This article explains how the Experiments report uses the confidence score, how Mixpanel calculates the confidence score, and how to interpret the confidence score. Send this article to your data scientist to learn about Mixpanel’s confidence score methodology.
Confidence scores come from the hypothesis testing framework in the field of statistics. In hypothesis testing, you first choose a null hypothesis. In Mixpanel, the null hypothesis is that two groups of users behave the same on average for a given metric. The groups of users might be variant and control groups in an A/B test, or they might just be two different cohorts of users. The alternative hypothesis is that the two groups of users behave differently for the metric.
When Mixpanel compares a metric for two cohorts of users, we calculate the probability that we would observe a metric difference equal to or greater than the difference between the two cohorts. That probability is called a p-value. Generally speaking, the smaller the p-value, the more likely it is that the null hypothesis is false, and the alternative hypothesis is true.
The confidence score is 1-p-value, expressed as a percentage. So the higher the confidence score, the more likely it is that the alternative hypothesis is true (meaning that the two cohorts really do behave differently for the metric in question). We follow the traditional threshold of 95% for the confidence score, so we highlight results above 95% confidence in green for positive differences and in red for negative differences.
Confidence Score Calculation
For event counts, we assume under the null hypothesis that each user cohort has a total event count that follows a Poisson distribution, where the parameter θ = cohort size * λ, and where λ is the same for both cohorts. For conversion rates, we assume under the null hypothesis that each user is a Bernoulli trial with the same parameter p. For both event counts and conversion rates, Mixpanel calculates the z-score, and the confidence score in the standard way. See this article for more information about the formulas Mixpanel uses for z-score calculations, and Poisson and binomial distributions.

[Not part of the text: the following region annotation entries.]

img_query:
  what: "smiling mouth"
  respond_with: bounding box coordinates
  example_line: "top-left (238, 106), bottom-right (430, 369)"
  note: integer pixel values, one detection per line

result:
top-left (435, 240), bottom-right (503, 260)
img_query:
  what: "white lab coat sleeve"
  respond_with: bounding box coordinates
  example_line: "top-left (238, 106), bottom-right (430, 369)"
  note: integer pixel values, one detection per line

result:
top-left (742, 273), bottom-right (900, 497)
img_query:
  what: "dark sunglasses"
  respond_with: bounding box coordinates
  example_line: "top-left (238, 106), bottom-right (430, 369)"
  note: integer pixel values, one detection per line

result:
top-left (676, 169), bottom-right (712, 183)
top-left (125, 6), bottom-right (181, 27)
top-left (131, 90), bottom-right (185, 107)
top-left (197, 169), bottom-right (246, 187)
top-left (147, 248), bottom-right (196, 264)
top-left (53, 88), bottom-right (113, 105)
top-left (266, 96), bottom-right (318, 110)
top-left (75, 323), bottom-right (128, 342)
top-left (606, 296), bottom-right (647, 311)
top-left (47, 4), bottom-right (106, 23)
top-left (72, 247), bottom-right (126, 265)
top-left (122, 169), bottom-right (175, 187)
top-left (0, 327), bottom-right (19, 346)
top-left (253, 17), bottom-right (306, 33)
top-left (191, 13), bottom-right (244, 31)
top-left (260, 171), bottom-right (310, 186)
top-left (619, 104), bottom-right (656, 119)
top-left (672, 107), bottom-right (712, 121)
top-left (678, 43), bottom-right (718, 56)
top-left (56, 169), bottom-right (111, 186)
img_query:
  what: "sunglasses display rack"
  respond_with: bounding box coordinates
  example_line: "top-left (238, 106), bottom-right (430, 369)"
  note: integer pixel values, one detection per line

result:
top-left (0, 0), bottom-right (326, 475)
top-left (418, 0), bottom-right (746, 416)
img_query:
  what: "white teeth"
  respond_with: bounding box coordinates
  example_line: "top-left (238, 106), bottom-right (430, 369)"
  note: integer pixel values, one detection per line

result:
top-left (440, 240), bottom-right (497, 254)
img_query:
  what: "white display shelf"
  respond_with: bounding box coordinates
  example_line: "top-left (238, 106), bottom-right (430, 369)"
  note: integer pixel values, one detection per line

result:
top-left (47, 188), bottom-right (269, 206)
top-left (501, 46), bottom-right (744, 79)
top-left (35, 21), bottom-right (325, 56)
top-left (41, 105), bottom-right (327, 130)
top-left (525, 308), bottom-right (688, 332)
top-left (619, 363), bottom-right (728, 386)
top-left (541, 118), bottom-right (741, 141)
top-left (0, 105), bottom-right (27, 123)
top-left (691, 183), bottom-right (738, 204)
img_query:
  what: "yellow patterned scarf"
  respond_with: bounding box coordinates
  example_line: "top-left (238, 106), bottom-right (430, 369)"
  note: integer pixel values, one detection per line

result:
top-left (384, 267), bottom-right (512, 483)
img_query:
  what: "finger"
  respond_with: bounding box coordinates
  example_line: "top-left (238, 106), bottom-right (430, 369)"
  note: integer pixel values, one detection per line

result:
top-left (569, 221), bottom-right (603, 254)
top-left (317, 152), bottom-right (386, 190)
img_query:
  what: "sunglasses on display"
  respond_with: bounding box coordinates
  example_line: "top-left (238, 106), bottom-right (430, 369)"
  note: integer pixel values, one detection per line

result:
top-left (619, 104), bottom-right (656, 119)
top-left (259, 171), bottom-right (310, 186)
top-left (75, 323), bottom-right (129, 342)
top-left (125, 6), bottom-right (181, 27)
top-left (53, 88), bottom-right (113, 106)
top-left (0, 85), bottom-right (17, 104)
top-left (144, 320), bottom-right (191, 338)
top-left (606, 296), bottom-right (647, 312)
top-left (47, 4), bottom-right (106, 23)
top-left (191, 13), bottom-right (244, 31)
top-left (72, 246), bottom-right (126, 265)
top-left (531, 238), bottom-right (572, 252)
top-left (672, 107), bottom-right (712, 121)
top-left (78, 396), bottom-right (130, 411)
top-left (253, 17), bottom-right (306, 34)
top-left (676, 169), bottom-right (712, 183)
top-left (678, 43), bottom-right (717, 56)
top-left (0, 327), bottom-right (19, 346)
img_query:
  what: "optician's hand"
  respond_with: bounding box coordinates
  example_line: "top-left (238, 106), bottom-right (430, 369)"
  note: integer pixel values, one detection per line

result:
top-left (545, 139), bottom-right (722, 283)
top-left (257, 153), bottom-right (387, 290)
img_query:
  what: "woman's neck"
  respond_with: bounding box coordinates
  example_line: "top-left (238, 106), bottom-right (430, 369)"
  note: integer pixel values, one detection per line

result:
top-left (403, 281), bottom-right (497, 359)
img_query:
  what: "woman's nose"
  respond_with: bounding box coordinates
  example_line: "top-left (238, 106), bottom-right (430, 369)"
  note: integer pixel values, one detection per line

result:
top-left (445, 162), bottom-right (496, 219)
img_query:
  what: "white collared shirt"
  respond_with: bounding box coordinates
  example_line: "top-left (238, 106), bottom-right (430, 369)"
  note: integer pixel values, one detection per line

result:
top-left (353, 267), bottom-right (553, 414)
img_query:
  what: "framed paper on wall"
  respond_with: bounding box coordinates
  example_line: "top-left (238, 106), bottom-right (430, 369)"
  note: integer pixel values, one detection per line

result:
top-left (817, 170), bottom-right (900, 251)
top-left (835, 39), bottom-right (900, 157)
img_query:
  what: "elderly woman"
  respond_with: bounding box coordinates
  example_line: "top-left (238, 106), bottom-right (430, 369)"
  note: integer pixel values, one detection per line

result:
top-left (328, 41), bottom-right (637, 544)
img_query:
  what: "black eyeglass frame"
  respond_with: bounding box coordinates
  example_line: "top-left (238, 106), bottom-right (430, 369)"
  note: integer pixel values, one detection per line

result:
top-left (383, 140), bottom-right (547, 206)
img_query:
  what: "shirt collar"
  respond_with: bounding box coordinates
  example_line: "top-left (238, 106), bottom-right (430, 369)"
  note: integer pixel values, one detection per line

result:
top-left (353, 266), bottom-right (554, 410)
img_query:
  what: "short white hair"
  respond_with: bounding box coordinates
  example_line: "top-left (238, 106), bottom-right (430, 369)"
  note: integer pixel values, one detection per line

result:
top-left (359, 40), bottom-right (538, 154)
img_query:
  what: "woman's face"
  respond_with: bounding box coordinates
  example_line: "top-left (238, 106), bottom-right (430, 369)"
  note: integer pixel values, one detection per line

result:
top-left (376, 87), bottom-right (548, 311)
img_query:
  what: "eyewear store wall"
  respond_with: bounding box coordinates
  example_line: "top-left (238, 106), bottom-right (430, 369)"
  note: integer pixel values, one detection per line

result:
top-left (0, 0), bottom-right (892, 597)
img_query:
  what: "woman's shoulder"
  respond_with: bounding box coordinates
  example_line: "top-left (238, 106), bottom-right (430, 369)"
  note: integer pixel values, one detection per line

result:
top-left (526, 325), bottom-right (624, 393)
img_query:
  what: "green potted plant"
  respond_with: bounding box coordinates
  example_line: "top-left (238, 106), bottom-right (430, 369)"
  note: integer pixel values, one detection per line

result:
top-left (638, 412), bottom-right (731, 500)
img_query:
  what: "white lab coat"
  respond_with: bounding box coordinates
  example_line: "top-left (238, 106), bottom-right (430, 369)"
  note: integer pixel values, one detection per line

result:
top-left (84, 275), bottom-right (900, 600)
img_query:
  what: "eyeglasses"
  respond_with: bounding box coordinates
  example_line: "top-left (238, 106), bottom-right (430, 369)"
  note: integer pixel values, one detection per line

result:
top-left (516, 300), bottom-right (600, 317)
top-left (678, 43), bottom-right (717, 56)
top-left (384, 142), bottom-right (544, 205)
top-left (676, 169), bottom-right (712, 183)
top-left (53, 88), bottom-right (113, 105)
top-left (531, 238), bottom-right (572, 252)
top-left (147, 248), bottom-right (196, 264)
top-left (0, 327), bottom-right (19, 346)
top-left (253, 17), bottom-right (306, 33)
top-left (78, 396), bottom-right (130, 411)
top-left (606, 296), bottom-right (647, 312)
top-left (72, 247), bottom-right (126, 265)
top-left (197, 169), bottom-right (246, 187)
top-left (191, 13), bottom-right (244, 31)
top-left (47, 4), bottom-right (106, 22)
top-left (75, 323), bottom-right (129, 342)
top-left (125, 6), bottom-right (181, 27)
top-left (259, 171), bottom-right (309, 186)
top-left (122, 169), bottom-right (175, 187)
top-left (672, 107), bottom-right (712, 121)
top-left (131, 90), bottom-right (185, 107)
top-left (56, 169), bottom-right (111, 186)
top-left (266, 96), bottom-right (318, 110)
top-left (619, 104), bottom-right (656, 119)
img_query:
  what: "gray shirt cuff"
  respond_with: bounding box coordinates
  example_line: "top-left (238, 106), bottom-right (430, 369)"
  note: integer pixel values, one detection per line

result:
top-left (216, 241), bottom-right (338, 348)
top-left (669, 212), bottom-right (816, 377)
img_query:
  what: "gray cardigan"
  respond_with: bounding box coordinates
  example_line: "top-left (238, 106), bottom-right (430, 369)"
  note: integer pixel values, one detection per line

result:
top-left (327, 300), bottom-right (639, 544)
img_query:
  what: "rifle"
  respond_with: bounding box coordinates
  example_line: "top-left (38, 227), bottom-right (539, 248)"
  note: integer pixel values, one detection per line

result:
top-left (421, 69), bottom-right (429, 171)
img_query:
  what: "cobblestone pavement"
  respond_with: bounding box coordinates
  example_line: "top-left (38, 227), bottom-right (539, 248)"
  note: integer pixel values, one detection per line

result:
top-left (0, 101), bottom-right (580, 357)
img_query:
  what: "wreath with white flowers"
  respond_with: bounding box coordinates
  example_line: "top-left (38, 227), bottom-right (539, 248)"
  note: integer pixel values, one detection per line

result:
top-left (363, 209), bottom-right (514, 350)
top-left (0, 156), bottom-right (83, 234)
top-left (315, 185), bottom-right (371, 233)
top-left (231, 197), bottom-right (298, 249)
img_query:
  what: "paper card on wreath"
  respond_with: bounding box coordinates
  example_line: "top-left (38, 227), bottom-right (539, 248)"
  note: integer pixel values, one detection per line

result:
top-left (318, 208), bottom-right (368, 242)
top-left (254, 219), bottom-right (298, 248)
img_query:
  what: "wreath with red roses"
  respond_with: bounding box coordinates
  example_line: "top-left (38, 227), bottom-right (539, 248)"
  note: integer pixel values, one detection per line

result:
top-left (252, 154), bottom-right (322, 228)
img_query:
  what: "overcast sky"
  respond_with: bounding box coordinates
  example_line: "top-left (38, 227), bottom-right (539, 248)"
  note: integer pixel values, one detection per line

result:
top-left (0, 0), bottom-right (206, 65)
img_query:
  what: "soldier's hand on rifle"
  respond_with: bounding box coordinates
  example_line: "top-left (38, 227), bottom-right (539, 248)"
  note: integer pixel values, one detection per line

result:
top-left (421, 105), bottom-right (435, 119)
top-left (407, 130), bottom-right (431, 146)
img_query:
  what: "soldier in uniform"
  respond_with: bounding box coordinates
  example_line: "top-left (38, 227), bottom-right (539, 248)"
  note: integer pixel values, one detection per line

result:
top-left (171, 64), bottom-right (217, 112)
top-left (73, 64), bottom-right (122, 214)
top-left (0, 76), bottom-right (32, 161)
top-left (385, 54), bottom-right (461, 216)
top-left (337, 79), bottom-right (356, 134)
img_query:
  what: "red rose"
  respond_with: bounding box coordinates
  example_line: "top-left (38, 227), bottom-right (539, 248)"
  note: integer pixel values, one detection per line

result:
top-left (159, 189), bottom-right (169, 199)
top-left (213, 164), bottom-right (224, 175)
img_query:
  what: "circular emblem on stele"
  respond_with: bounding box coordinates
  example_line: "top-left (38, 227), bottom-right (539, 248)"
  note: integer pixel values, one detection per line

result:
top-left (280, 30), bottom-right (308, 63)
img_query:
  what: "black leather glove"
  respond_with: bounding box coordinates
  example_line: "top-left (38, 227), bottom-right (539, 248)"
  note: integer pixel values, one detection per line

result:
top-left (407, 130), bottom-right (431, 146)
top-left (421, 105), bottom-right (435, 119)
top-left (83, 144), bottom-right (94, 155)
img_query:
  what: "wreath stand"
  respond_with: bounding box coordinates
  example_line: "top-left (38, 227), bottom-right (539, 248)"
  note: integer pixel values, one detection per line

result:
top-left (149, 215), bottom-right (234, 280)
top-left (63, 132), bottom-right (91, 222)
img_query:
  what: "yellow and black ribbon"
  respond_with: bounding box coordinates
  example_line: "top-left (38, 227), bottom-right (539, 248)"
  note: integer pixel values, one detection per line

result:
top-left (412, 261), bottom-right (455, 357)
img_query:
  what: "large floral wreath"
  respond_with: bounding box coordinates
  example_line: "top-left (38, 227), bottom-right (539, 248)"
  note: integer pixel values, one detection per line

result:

Interpreting a Confidence Score
Generally speaking, higher confidence results mean that it is more likely that two cohorts of users differ significantly on your chosen metric. You can use the confidence score as a metric to quickly interpret large numbers of results. The higher the number of metrics you are analyzing, the higher percentage of those results that may be false positives.
If you are using our color-coded thresholds of 95%, there is a 5% chance that any individual result is a false positive. So if you are looking at 20 metrics at once, it is more likely that a larger number of those metrics could be false positives. If you want more precision in decision making, we recommend that you calculate your sample size prior to running an A/B test, and then only use the results you see in the Experimentation Report once you achieve that sample size. Higher confidence results are less likely to be false positives.